How she's so obviously in love with Carmen Garcia and too scared to do anything more about it.

I can't say I understand it, I can't say I approve of what she's doing here, but I love her despite it. She's just so fucked up right now and that's something I'm familiar with.

So I just sigh and take Spencer by the hand, squeeze it once than pull her out of the kitchen and away from Kyla and Aiden.

Neither of us can do anything to make it all better right now. This is something Kyla has to work out for herself. I just hope she doesn't end up hurting herself and Aiden in the process. I'm pretty sure she's already crushed Carmen with her confusion and doubt.

When my bedroom door closes behind us, Spencer sags down onto the bed, her face pale and drawn.
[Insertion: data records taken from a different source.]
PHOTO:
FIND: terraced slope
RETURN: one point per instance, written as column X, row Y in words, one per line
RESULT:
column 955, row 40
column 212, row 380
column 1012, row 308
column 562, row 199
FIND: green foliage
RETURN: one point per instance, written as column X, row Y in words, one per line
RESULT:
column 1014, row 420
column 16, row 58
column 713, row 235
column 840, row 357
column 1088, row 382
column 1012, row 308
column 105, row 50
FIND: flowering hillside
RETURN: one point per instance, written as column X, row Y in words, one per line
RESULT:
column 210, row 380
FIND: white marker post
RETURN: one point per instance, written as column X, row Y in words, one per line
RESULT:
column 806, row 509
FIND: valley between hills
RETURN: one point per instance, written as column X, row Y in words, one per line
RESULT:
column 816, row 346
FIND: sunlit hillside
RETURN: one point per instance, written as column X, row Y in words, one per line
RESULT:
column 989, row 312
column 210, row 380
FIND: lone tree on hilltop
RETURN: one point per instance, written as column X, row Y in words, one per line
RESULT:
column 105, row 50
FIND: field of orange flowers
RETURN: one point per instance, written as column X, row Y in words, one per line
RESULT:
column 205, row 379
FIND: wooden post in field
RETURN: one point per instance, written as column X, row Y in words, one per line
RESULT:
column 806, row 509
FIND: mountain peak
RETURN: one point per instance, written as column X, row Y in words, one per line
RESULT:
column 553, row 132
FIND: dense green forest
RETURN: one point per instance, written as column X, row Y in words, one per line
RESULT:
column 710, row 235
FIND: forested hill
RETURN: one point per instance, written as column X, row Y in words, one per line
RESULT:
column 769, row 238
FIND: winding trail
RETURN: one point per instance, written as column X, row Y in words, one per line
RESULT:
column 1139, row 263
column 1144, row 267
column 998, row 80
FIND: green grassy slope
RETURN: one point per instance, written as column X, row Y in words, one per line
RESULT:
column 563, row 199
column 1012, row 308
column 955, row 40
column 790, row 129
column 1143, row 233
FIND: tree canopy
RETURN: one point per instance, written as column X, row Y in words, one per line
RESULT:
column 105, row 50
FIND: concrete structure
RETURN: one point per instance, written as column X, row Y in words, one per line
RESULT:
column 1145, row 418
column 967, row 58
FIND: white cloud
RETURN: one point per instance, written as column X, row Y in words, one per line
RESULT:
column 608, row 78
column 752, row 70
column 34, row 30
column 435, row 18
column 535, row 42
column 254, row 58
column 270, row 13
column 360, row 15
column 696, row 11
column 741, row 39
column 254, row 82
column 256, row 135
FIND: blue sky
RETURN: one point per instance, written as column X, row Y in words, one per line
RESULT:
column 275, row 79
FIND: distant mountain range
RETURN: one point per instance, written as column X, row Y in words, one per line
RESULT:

"I shouldn't have said that."

It's not a question. She knows that it was probably the wrong thing to say, that it probably ended up hurting an already fucked up Kyla more.

"And we should talk about...about what you said in the kitchen."

She's hesitant when she says this, her voice soft and gentle and I realize she's probably afraid to bring it up. Then when I look at her, when I see how she's looking at me with nothing but love I make a decision.

"Would you like to go for a drive with me?"

Her face is questioning, but I can tell she's trying to be careful, probably not sure where I'm going with this. I'm not sure myself, but I know we can't stay in this house any longer. I want to go somewhere with her where we wont be interrupted. Where everyone else's issues wont disrupt us or distract us.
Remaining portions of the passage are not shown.